The No. 1 source of wasted reimbursements
May 29, 2008 by Bill MeltzerPosted in: Flexible Spending Accounts (FSAs), Health Reimbursement Accounts (HRAs), Health Savings Accounts (HSAs), In this week's e-newsletter, Latest News & Views
Every company with flexible spending accounts, health reimbursement accounts and similar benefits is at risk of improper reimbursements. In extreme cases, there can be outright fraud.
In most cases, the mistakes are honest, but costly. An HRA administrator may reimburse an ineligible medical expense (e.g., an excluded service for a pre-existing condition) or an employee may not have met his or her share of a deductible but been paid anyway. Periodic audits are a must.
An even bigger concern: reimbursement fraud. An alarming report claims that companies’ payroll departments are organizations’ biggest source of potential benefits fraud.

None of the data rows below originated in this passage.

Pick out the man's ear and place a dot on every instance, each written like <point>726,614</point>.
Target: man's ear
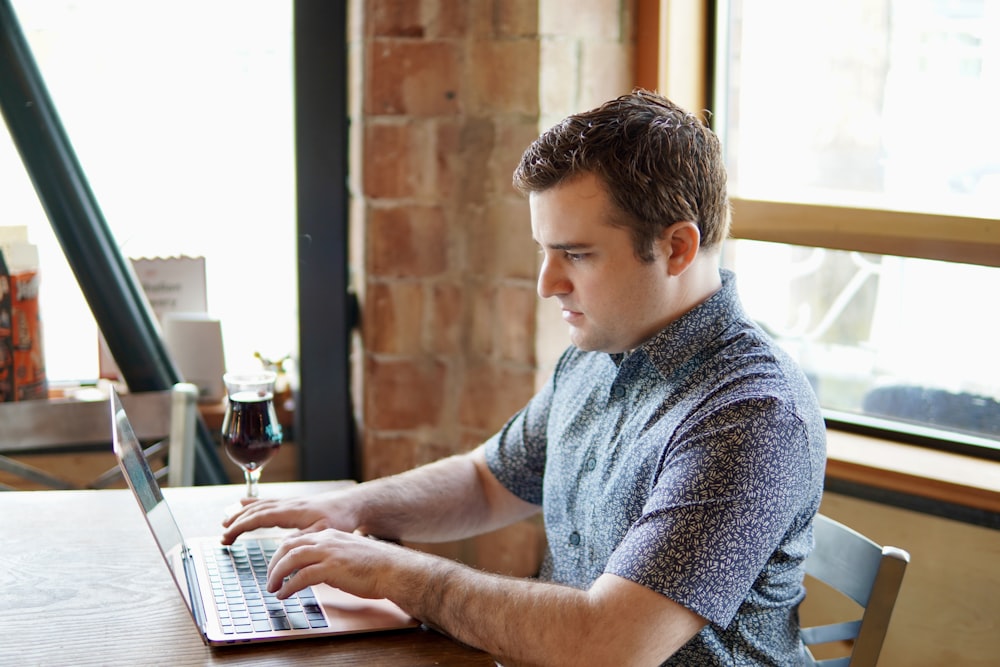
<point>679,244</point>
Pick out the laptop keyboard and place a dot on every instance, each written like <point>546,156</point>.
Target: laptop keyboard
<point>238,574</point>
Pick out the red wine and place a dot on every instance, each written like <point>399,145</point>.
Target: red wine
<point>250,429</point>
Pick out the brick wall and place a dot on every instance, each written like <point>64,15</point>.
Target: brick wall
<point>446,94</point>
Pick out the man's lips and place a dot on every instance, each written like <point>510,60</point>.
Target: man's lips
<point>570,315</point>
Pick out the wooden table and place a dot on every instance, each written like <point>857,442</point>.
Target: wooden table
<point>82,583</point>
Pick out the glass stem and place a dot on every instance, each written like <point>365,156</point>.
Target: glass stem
<point>252,477</point>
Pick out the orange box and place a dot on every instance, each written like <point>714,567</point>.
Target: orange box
<point>26,335</point>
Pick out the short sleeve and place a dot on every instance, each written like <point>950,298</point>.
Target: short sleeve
<point>719,509</point>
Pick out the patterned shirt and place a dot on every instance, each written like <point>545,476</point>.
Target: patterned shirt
<point>692,465</point>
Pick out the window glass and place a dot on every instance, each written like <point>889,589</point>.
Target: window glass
<point>877,103</point>
<point>881,336</point>
<point>181,115</point>
<point>871,104</point>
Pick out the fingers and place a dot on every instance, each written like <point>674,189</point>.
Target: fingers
<point>255,514</point>
<point>244,502</point>
<point>294,567</point>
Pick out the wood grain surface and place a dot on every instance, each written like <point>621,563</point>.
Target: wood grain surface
<point>82,583</point>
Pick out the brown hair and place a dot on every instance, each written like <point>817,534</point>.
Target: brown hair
<point>659,163</point>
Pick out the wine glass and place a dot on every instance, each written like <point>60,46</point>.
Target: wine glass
<point>251,432</point>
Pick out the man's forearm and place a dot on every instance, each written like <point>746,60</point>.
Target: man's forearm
<point>441,501</point>
<point>527,622</point>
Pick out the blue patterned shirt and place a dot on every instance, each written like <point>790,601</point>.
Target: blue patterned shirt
<point>692,466</point>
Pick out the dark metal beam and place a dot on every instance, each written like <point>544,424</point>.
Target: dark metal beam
<point>324,428</point>
<point>115,296</point>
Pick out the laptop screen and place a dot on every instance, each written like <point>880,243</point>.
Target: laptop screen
<point>142,481</point>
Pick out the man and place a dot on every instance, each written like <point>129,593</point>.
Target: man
<point>676,454</point>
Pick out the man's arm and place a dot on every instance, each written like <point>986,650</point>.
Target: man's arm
<point>450,499</point>
<point>518,621</point>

How it happens: The company cuts a check for a legit benefits claim (which can also be for things such as paid time off, as well as medical reimbursement). The check gets cashed - but not by the employee entitled to the money. Instead, it’s channeled to the payroll employee administering the reimbursement plan. The most vulnerable victims are employees who either don’t know they’re entitled to certain benefits, or are unaware of how much they’re owed. Recently terminated employees are another prime victim.
While the vast majority of Payroll employees are honest, it pays to have procedures in place to:
- keep employees’ and managers’ signatures on file in case the handwriting needs to be audited against reimbursement checks
- run reports of recently terminated employees, and audit canceled benefits reimbursement checks cut in their names
- consider the use of direct deposit for these benefits, and
- establish an anonymous reporting system if an employee suspects fraud.